FILM EXPERIMENTS OUTSIDE THE MAINSTREAM INDUSTRY

As specialized art films became distinct from the popular entertainment cinema during the 1920s, an even more radical type of filmmaking appeared. This was experimental, or independent avant-garde, cinema. Experimental films were usually short, and they were produced outside the film industry. Indeed, they were often deliberate attempts to undercut the conventions of commercial narrative filmmaking.



To support their work, filmmakers might use their own money, find a rich patron, or work part-time within the mainstream industry. Moreover, the cine-clubs and specialized theaters that had arisen to promote and exhibit art cinema also provided venues for more experimental cinema (see box). As with other types of alternative filmmaking, experimental trends emerged soon after World War I as isolated phenomena in different countries before becoming more international.

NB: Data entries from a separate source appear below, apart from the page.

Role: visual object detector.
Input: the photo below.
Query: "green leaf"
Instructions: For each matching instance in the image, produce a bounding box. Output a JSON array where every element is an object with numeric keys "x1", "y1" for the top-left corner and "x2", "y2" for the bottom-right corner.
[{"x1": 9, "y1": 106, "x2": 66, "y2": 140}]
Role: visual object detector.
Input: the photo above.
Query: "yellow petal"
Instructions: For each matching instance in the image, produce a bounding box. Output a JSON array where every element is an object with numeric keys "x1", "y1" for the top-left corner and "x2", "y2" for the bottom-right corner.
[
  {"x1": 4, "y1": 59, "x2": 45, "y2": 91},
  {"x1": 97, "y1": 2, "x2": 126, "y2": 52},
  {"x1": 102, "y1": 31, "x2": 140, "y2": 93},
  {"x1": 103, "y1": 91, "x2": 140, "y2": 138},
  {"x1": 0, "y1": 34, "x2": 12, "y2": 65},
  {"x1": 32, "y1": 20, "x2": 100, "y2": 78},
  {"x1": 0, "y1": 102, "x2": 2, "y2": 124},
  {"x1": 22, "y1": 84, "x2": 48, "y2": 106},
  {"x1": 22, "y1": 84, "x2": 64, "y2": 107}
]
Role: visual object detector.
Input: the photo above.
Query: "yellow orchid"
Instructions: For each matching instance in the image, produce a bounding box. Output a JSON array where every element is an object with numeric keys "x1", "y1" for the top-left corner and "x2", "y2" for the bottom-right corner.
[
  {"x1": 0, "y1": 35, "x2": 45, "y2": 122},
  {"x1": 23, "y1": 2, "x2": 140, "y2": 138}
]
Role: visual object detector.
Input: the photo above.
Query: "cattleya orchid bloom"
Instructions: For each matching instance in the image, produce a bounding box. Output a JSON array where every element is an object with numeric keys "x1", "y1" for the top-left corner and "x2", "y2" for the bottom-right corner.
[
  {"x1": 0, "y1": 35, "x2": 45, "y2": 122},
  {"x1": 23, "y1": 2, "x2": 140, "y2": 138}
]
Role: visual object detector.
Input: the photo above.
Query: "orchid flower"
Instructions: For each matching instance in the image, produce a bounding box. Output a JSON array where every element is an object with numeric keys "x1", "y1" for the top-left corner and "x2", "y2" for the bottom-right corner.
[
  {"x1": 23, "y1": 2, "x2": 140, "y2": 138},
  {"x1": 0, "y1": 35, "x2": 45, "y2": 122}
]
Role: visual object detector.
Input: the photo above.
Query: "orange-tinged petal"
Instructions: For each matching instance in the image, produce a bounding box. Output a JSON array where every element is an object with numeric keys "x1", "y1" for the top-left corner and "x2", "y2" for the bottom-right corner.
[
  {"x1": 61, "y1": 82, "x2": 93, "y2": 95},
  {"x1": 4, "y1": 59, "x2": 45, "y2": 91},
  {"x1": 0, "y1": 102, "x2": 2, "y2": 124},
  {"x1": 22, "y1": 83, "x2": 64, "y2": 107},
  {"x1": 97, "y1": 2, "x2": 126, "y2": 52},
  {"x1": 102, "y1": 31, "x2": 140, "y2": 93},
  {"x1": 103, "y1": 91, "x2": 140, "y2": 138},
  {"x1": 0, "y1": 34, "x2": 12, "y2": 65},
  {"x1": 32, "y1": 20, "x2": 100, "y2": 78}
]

During the early decades of the century, painters and writers innovated a wide variety of modernist styles, including Cubism, abstract art, Futurism, Dadaism, and Surrealism. In many cases, artists already established in these movements made one or two films. In other cases, young filmmakers became enchanted with the idea of creating an alternative, noncommercial cinema.



During the 1910s, a few experimental films resulted from these stylistic movements, but unfortunately none of these is known to survive. Even before 1910, Italian artists Bruno Corra and Arnaldo Ginna reportedly made short films using hand-colored abstract shapes. In 1914, a group of Russian Futurist painters made a parodic film called Drama in the Futurists’ Cabaret No. 13, but little is known about this intriguing work.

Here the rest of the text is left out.